AB - Bonjour Frédéric Couchet. Quel est le sentiment de l'Association pour la promotion et la recherche en informatique libre (APRIL) sur l'adoption en 1ère lecture, le 10 mai 2006, par le Sénat du projet de loi relatif au droit d'auteur ?

FC - L'APRIL est atterrée par le vote du Sénat. Ce vote montre qu'un grand nombre de sénateurs qui sont intervenus dans le débat n'ont visiblement pas compris les enjeux de ce texte.

L'Assemblée nationale avait adopté le 17 mars 2006 des dispositions très remarquées, votées à l'unanimité des députés, notamment l'article 7 en faveur de l'interopérabilité. Ces dispositions ont alors été saluées par la presse française et nord-américaine, malheureusement cet article a été entièrement réécrit.

Le Sénat a préféré déléguer à une nouvelle autorité, imaginée par la Commission des affaires culturelles de l'institution, la charge de réguler les mesures techniques (MTP) et de garantir ou non l'interopérabilité consacrée par le texte de l'Assemblée.

Outre les nombreuses attributions et le coût, vraisemblablement élevé, de cette nouvelle "autorité administrative indépendante", c'est là un très net recul pour les droits du consommateur, pour la recherche, et pour l'innovation technologique. Ce recul a d'ailleurs été dénoncé par certains sénateurs courageux.

De plus, les sénateurs ont voté un arsenal de dispositions surréalistes contre les internautes et contre les éditeurs de logiciels. Par exemple, la partie pénale de l'amendement "Vivendi" a été renforcée (article 12 bis) et la partie civile a été réécrite dans une version encore plus extrémiste.

Pourtant, celle-ci avait été préalablement supprimée par la Commission des affaires culturelles du Sénat car, selon les propos même du rapporteur, Michel Thiollière, "les dispositions du présent article risquent de susciter, du fait de leur imprécision, une incertitude juridique qui peut être préjudiciable au développement de l'Internet, et contre laquelle la très grande majorité des acteurs de l'économie numérique l'ont vivement mise en garde." (http://www.senat.fr/rap/l05-308/l05-30877.html#toc499).

Ces deux amendements remettent en cause la neutralité de la technique et la responsabilité individuelle. On ne peut en effet tenir responsable l'inventeur d'une technique pour l'utilisation illicite qui peut en être faite.

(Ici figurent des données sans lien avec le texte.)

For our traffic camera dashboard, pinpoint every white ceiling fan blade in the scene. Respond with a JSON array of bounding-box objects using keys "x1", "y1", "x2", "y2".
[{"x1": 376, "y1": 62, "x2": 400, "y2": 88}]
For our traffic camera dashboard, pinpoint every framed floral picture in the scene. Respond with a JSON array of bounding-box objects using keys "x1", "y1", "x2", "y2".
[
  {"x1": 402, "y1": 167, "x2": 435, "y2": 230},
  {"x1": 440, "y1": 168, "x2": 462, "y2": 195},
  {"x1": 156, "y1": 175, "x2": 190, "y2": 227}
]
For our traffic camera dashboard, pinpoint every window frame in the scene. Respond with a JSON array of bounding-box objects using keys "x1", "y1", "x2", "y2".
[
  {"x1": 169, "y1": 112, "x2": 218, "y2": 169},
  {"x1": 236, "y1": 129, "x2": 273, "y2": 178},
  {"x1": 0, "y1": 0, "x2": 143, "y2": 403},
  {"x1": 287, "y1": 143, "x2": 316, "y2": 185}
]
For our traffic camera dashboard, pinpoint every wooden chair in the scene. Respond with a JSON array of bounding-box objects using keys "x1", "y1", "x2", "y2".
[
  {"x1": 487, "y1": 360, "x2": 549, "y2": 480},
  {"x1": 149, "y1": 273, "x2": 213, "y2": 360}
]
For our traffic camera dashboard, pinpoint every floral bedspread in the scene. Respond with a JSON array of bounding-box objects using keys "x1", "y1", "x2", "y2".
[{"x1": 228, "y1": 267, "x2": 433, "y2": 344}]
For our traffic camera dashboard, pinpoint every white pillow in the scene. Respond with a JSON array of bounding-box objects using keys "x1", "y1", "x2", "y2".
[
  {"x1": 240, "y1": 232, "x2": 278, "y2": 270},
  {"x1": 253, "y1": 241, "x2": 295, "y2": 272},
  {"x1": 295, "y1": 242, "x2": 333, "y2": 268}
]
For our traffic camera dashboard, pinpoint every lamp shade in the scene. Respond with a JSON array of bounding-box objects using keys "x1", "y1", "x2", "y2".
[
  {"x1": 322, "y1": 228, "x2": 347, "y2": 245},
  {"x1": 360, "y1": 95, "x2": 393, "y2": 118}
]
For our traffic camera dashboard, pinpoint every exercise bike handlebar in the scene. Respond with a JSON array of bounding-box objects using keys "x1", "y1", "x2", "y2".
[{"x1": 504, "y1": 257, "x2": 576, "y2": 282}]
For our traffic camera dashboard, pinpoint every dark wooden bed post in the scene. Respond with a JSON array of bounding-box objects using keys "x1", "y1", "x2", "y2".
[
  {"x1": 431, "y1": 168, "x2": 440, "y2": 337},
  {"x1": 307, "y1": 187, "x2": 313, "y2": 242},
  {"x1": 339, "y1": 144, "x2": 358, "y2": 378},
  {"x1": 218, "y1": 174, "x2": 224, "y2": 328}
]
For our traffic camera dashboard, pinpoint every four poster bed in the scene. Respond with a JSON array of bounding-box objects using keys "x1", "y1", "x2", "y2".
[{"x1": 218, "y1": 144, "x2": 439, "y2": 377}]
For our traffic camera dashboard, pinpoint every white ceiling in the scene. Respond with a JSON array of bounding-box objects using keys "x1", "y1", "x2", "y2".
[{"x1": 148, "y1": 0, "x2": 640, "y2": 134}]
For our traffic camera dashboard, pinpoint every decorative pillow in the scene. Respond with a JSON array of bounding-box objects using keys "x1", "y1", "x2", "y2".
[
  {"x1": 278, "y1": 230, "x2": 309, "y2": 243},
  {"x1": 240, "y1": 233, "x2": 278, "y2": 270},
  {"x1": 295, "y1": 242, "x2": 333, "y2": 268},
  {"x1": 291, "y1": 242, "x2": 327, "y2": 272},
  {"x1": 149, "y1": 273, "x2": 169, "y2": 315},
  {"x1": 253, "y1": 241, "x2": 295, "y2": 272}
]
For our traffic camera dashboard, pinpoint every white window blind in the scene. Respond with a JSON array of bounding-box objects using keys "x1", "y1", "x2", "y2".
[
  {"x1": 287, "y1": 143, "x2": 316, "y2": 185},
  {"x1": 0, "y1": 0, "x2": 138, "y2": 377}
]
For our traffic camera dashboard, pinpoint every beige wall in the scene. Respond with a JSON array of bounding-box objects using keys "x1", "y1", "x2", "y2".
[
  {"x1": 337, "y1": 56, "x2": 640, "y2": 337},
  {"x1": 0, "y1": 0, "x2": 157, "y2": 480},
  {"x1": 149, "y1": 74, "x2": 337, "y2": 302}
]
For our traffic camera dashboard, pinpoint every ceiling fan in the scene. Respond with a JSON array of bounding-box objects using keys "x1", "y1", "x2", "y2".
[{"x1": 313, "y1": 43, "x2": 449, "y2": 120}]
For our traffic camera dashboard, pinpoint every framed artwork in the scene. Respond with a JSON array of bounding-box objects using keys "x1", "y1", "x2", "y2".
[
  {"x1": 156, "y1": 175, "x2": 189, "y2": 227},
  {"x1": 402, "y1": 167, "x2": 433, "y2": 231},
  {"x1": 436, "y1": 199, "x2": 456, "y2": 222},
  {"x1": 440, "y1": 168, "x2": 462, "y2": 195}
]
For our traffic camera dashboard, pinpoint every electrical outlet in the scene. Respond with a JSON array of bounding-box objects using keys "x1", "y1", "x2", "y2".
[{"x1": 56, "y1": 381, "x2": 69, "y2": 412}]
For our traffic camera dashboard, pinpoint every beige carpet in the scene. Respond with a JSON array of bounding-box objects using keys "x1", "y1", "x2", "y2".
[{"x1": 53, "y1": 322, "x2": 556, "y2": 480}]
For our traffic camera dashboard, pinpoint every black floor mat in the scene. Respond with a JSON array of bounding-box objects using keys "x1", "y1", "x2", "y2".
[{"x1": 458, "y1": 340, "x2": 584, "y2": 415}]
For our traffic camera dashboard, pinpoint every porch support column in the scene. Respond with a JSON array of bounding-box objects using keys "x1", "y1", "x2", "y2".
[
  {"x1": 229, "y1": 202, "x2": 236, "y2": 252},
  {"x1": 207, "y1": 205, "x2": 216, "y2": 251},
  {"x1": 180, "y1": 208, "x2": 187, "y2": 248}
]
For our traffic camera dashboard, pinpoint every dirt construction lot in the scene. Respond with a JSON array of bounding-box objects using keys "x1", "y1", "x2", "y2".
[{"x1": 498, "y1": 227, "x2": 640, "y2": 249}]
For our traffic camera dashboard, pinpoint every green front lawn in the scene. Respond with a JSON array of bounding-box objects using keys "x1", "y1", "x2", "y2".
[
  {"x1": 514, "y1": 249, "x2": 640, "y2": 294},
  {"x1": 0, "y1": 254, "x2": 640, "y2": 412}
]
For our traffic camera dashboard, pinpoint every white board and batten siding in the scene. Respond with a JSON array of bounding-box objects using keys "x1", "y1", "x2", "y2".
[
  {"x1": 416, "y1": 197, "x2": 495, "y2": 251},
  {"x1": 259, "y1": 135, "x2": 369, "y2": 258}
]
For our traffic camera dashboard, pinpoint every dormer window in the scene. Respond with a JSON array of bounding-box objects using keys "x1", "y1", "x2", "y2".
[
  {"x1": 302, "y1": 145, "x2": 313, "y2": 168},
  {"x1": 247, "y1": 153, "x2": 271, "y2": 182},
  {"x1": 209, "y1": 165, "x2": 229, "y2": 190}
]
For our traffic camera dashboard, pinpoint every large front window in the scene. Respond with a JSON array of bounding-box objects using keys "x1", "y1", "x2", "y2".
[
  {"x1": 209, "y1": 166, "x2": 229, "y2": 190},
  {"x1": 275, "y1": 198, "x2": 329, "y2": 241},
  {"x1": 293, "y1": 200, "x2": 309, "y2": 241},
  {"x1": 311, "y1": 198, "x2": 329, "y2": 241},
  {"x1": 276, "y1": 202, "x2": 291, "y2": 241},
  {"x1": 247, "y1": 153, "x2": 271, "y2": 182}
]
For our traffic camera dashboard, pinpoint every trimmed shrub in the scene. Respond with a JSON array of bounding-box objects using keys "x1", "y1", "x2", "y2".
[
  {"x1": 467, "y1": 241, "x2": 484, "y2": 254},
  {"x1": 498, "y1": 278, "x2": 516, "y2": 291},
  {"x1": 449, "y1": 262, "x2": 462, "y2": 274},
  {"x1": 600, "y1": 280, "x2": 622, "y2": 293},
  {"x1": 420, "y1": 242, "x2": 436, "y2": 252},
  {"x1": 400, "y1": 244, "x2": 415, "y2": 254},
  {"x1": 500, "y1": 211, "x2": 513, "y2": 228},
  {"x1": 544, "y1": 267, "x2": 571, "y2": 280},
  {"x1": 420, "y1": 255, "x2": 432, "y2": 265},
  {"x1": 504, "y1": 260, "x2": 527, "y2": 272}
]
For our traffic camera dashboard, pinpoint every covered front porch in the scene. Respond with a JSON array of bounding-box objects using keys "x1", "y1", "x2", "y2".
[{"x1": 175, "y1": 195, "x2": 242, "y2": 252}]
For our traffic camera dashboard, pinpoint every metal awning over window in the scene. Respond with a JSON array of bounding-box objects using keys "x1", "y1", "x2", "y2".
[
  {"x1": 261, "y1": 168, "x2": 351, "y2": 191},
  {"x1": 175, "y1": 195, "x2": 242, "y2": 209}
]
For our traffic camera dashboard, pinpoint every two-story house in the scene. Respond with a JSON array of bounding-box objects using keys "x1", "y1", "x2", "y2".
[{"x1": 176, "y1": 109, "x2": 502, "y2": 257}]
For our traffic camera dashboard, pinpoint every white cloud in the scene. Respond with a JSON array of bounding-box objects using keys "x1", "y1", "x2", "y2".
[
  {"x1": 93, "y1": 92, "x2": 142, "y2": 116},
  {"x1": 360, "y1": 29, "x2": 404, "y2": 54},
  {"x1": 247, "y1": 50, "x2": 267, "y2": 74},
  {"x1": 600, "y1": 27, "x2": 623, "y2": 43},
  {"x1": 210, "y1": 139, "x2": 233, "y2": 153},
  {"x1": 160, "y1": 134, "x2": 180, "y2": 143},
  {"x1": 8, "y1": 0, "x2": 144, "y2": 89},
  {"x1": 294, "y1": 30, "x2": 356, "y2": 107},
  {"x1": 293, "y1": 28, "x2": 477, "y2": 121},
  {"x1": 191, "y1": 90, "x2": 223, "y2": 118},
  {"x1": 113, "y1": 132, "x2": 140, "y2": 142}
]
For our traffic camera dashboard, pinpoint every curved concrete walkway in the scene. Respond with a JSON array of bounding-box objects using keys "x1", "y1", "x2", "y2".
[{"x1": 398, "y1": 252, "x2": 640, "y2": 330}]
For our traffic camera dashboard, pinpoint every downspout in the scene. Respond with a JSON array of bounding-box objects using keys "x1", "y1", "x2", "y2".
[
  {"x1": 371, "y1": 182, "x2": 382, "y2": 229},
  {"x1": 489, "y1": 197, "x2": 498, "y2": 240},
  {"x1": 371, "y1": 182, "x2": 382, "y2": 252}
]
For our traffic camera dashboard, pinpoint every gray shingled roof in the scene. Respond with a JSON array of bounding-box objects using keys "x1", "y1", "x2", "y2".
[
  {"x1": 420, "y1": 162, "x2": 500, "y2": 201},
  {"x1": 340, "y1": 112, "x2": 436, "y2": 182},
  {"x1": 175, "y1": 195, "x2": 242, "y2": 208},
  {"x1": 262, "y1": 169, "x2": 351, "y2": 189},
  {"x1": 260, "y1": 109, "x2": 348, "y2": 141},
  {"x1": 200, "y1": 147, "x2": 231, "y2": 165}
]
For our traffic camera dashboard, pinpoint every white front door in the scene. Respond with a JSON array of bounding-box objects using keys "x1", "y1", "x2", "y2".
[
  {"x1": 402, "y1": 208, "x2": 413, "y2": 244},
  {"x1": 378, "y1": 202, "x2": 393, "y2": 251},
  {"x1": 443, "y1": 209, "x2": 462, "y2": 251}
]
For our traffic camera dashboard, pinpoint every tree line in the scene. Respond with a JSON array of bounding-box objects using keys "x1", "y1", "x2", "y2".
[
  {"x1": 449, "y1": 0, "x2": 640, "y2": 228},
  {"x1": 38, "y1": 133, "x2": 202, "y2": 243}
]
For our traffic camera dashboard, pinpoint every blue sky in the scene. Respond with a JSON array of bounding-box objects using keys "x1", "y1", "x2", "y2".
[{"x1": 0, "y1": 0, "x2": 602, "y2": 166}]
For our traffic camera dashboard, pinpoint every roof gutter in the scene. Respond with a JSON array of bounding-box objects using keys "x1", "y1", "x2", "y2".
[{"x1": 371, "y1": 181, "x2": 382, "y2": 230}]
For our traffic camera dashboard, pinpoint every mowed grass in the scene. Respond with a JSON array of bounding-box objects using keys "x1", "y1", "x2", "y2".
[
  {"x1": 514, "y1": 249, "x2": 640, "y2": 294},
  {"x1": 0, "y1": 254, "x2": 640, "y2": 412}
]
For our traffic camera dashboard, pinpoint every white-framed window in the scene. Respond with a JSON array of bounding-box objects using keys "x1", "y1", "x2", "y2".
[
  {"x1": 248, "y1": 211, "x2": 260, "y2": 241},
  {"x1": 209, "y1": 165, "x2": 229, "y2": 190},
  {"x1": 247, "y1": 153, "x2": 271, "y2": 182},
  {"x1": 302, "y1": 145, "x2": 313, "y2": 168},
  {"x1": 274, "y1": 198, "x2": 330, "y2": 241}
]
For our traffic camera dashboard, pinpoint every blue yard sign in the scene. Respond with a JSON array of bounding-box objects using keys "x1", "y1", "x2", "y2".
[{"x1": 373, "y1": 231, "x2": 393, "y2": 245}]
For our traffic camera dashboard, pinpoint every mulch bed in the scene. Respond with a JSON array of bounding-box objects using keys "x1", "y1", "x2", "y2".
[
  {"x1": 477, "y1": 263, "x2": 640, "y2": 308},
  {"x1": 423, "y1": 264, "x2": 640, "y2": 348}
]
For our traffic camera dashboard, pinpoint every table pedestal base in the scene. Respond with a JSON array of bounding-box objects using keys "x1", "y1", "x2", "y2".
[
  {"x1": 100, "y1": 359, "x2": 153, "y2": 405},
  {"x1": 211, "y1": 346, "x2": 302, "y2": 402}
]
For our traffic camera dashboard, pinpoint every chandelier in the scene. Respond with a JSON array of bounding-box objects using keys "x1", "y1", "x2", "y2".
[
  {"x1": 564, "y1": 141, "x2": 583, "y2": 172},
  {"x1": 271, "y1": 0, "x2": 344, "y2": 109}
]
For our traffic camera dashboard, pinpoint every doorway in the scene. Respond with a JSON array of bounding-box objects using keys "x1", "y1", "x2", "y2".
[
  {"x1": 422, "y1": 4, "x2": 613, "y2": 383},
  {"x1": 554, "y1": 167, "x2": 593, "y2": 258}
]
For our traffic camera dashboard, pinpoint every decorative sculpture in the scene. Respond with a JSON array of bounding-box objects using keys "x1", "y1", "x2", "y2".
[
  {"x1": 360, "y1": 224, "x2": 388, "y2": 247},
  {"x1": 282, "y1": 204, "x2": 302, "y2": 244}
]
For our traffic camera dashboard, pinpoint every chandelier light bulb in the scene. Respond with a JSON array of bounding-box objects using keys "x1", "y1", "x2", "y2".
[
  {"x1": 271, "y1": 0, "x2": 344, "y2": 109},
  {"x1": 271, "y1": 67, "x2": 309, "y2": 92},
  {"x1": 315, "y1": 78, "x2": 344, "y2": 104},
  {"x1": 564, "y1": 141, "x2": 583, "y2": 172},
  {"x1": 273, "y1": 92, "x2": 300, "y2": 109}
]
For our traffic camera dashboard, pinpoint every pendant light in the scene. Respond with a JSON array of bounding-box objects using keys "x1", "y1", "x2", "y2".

AB - L'article sur l'interopérabilité, le seul à avoir fait l'unanimité à l'Assemblée nationale, a été révisé par le Sénat afin "d'inciter plutôt qu'imposer". Pensez-vous que les critiques d'Apple ont influencé ce choix ?

FC - L'article 7 sur l'interopérabilité ne déplaisait pas seulement à Apple mais également à Microsoft, , Vivendi Universal et au secrétaire d'État au commerce américain.

L'article avait pour effet d'ouvrir une réelle concurrence sur le marché de la musique en ligne en dotant, selon les souhaits de Renaud Donnedieu de Vabres, "le monde de l'Internet et des industries culturelles d'un cadre juridique sécurisé afin de permettre un vrai développement, une explosion même, des offres culturelles en ligne de toutes sortes, payantes, gratuites, publiques, privées, etc." (http://www.liberation.fr/page.php?Article=366047).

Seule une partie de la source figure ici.